Retrospective exercises
The best way to learn retrospectives is through experience by doing them yourself and participate in retrospectives. In this interactive workshop you will be doing several agile iterations where each of them use a different kind of retrospective. You can choose from several retrospective exercises, like:
- Effective questioning
- Dealing with feelings in teams
- Improving using strengths with Solution Focused
- Root cause analysis of problems
- Improving collaboration in projects
- Asking why?
In this workshop you will learn different exercises that you can use to facilitate retrospectives, supported with the “what” and “why” of retrospectives, the business value and benefits that they can bring you, and advice for introducing and improving retrospectives.
Apply and Improve
Two important conditions to make retrospectives valuable are to have clear goals (why do you do retrospectives) and experienced facilitators (Scrum Masters and / or Agile Coaches).

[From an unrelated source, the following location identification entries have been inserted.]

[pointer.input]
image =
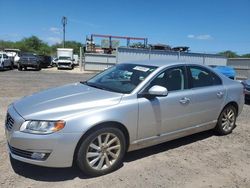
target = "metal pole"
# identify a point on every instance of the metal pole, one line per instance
(81, 59)
(64, 22)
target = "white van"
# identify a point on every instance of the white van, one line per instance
(5, 61)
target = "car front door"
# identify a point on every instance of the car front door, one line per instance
(208, 94)
(165, 114)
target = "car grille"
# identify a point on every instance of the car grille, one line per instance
(9, 122)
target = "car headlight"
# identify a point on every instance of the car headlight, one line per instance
(42, 127)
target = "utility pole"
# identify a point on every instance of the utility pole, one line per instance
(64, 22)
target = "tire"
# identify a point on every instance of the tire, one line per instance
(106, 149)
(226, 120)
(19, 67)
(38, 67)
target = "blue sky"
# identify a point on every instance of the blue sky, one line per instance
(204, 25)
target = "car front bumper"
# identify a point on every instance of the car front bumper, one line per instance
(57, 148)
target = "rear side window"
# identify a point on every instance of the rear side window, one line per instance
(173, 79)
(202, 77)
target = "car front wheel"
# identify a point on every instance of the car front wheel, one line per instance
(101, 151)
(226, 121)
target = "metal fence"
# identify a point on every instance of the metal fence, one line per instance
(130, 54)
(98, 62)
(241, 66)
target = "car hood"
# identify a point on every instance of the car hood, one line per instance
(63, 102)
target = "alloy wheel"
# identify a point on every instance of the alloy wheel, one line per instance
(103, 151)
(228, 120)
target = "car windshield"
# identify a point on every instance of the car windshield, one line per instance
(64, 58)
(27, 54)
(122, 78)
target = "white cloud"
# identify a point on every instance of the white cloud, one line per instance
(53, 40)
(55, 30)
(200, 37)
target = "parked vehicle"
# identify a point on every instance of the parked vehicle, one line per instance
(14, 55)
(54, 62)
(246, 84)
(226, 70)
(29, 60)
(126, 107)
(5, 61)
(45, 61)
(65, 58)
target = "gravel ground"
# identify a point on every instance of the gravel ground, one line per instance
(200, 160)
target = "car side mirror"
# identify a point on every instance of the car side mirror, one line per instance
(158, 91)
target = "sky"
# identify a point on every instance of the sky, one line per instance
(209, 26)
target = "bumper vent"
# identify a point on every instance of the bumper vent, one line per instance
(26, 154)
(9, 122)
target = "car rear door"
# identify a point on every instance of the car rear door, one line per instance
(160, 115)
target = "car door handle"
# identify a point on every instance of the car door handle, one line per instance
(184, 100)
(220, 94)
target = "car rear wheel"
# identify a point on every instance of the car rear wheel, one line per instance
(101, 152)
(226, 121)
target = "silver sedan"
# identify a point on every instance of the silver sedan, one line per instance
(126, 107)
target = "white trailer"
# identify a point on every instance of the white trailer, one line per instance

In this workshop you will learn how to adopt and apply retrospectives in your own organization and how to provide retrospective facilitators with a toolbox with retrospective exercises enabling them to do valuable agile retrospectives with teams which contribute to the goals and results of your organization!
What will you get out of the workshop Valuable Agile Retrospectives
- Understanding of the why and how of continuous improvement and how retrospectives can contribute
- Know how to establish the pre-requirements for retrospectives and create safe environments to run a retrospectives
- Exercises for doing effective and efficient retrospectives
- Approaches to deploy retrospectives and to improve their usage and results
- How to scale retrospectives in the organisation
Attendant of this workshop will receive a free copy of the book Getting Value out of Agile Retrospectives in English or a copy of a translated edition.
Presentation
My view on agile innovation is a view of continuous improvement. To increase agility teams should deploy those practices they consider to be most suitable to serve the needs of their stakeholders and customers. In stead of adopting completely new ways of working, improvement in teams should start from where they are now. Small but firm improvement steps in stead of revolutions which help teams to improving their processes and way of working in a sustainable way.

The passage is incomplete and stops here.